儲けには上限がありません。市場には常に無限の資金と新たな機会が存在します。しかし、損失には上限があります。元本の規模が上限であり、つまり元本は市場に参加するためのチケットです。大きな損失は、市場に戻る機会を永遠に失う可能性があります。
強気相場のこの局面では、ビットコインが13万ドル、15万ドル、あるいはそれ以上の水準に達する可能性もあると我々は考えていますが、それでも必要な利益確定のために、10万ドルから段階的に売却することに決めました。早すぎても遅すぎても後悔することはありません。我々は、自身のリスク選好に基づき、独自の取引規律と取引計画を厳格に実行しているだけです。
「まず命を救い、それからお金を稼ぐ」というのは良い投資哲学です。市場には新しいチャンスが尽きることはありません。しかし、あなたの資金と精神力がそのチャンスを待つことができるかどうかが、あなたが考えるべき重要な問題です。
多くの場合、あらゆる取引において完璧さを追求する精神に陥ると、全体的な「良い取引」が減少し、復讐的な取引に陥ることもあります。そのため、私たちはいわゆる完璧な意思決定(常に最安値で買い、最高値で売る)を追求することはなく、また、単一取引の絶対的なリターンを追求することもありません。リスク管理においては、全体的なポジションサイズに重点を置きます。

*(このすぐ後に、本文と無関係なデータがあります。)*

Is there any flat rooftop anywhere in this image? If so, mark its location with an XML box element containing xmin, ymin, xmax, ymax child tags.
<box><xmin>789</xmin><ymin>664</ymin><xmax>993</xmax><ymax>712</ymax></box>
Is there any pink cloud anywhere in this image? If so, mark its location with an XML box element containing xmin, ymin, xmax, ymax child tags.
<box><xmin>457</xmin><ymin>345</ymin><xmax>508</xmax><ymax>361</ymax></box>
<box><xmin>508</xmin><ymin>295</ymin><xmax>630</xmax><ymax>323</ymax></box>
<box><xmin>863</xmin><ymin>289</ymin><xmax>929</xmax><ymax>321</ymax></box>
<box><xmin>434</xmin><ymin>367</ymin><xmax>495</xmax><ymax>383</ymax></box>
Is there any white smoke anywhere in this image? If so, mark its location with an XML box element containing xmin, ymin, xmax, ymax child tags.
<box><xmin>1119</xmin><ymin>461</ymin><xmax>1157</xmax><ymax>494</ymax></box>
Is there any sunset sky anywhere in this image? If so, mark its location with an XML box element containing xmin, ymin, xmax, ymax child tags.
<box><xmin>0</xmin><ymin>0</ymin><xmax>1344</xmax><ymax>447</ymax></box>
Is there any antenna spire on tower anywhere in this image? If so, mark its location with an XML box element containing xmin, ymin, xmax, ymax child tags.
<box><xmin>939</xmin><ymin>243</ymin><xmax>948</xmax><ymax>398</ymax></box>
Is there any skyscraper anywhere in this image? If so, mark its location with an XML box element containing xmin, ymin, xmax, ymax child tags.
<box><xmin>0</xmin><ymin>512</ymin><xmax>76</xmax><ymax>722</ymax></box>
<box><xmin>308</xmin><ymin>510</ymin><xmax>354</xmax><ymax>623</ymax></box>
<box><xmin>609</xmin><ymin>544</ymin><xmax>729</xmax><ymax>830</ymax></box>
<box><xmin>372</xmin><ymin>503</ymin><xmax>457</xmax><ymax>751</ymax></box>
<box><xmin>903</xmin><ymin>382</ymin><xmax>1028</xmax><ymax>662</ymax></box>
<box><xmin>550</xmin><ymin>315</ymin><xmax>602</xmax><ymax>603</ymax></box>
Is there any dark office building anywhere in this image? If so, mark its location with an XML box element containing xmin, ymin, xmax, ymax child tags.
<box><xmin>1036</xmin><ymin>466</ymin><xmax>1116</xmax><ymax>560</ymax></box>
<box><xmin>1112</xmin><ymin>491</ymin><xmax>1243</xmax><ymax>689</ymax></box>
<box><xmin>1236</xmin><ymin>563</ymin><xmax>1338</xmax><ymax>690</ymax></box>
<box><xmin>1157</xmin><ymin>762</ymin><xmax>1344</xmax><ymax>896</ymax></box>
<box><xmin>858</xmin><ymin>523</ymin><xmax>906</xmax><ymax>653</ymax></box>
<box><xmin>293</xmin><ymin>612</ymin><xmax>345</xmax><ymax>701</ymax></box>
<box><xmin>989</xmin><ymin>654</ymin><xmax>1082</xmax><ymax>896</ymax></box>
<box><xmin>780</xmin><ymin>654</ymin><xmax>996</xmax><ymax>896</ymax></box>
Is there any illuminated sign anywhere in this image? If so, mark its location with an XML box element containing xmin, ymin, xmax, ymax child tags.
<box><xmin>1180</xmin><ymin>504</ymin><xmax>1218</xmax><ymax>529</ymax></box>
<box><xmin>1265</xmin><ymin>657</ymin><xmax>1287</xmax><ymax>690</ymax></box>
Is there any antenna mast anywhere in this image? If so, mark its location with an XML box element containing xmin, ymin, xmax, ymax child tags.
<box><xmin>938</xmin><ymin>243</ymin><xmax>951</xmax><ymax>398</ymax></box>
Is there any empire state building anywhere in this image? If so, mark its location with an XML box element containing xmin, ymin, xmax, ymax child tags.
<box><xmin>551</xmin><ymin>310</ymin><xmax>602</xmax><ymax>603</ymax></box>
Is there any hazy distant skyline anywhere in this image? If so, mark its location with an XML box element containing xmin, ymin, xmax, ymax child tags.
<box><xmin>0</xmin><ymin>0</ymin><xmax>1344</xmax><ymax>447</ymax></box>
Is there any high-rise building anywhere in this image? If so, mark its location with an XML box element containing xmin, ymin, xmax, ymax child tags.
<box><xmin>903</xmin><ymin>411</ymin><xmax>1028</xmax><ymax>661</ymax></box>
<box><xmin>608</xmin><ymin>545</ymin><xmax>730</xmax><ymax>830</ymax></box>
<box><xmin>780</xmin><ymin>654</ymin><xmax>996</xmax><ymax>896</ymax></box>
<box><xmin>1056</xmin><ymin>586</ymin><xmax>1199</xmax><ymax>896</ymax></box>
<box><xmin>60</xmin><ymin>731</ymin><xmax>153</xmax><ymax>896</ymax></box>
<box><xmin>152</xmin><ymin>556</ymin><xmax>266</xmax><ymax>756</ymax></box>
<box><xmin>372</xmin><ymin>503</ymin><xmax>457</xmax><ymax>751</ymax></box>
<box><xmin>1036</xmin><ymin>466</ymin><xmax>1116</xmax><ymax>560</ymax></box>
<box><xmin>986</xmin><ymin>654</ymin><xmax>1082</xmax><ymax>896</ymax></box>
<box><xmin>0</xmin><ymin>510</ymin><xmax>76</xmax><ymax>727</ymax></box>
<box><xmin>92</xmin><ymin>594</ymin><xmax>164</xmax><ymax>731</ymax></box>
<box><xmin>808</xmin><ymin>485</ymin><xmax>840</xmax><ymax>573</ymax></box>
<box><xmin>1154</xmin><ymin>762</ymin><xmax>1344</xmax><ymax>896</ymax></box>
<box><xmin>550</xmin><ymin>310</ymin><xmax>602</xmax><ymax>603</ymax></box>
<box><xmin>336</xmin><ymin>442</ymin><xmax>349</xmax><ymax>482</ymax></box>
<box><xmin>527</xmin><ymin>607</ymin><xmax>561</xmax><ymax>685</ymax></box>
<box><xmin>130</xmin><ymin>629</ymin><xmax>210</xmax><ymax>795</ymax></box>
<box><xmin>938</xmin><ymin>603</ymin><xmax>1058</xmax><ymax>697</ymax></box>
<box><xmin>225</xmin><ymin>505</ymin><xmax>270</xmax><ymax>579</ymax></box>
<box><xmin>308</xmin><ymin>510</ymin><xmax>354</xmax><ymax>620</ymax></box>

つまり、常に資金について明確な判断を下し、攻撃と防御の両方の選択肢を持つように努めるべきです。ブリックプレイヤーでもカードプレイヤーでも、自分のポジションがほとんどの場合に安心できるのであれば、他の人と無意味な比較をする必要はありません。
お金に対する認識は人それぞれです。人々がお金を失う原因は、ディーラーや大口トレーダーのせいではなく、彼ら自身の「諦めたくない」というメンタリティにあります。
市場は容赦ないが、チャンスに満ちている。規律正しく、忍耐強く、長期的な戦略的思考を持つ者は市場から報われる傾向がある一方、貪欲で感情的、そして戦略を持たない者は市場から罰せられる傾向がある。さて、あなたはどちらのタイプでしょうか?
本日は以上です。本文中に引用した画像・データの出典はNotionのノートに記載しています。上記の内容はあくまで個人的な意見と分析であり、学習記録およびコミュニケーション目的のみであり、投資アドバイスを構成するものではありません。